From fishing family to Big Tech: French CEO takes on Silicon Valley
Reporting directly to CEO Sam Altman, the move to the ChatGPT-maker represents the latest chapter in a career that has taken Simo from a fishing family in France's Mediterranean port of Sete to the heights of Silicon Valley.
As the current CEO of grocery delivery platform Instacart, she cuts a unique profile: a French woman in the male-dominated American tech landscape -- who resists advice to blend in.
"I can put all my energy trying to be someone else or I can be myself and pour all of that energy into what I can create," she told CNBC in February.
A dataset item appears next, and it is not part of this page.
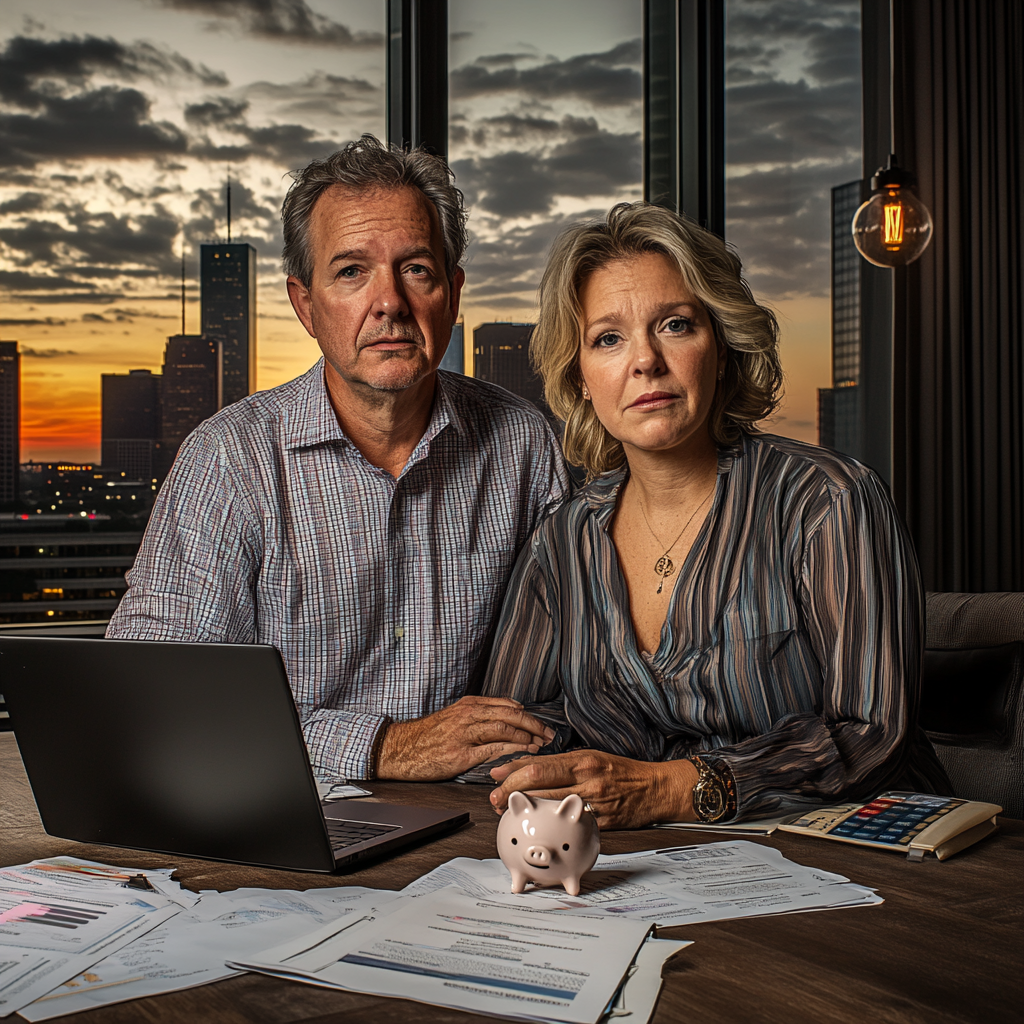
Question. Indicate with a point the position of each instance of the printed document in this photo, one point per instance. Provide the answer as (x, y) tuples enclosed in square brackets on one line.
[(716, 882), (55, 925), (453, 950), (190, 948)]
This philosophy will likely be on display when she appears Thursday at the VivaTech conference in Paris.
Raised in Sete, Simo attended the elite HEC business school before joining eBay in 2006, first in France then in California.
"People expect a very business-like story for why I decided to come to the US. It wasn't. The American Dream was on TV every night and that was an incredibly appealing thing," she said.
'Never Intimidated'
In 2011, Simo joined Facebook, now Meta. She was given responsibility for video and monetization in 2014, a role she considers the defining moment of her career.
Simo championed the company's pivot to video, which became central to Meta's strategy despite initial internal skepticism.
"She never let herself be intimidated," recalled David Marcus, who worked at Meta alongside Simo and now serves as CEO of online payment company Lightspark.
"She had an ability to challenge Mark (Zuckerberg) and push him, when others would have hesitated."
Joining Instacart in 2021, Simo inherited a company that had been bleeding money for a decade.
Under her leadership, the grocery delivery platform achieved profitability in 2022 through aggressive diversification: data monetization, expanded retail partnerships and a robust advertising business.
Now Simo faces her biggest test yet. As OpenAI's number two, she'll free up CEO Altman to focus on research and infrastructure while she tackles the company's operational challenges.
Despite being one of history's most highly funded startups and ChatGPT's phenomenal success, OpenAI is burning cash at an alarming rate.
The company has also weathered significant leadership turnover, including Altman's own brief ouster and reinstatement in 2023, raising questions about management stability.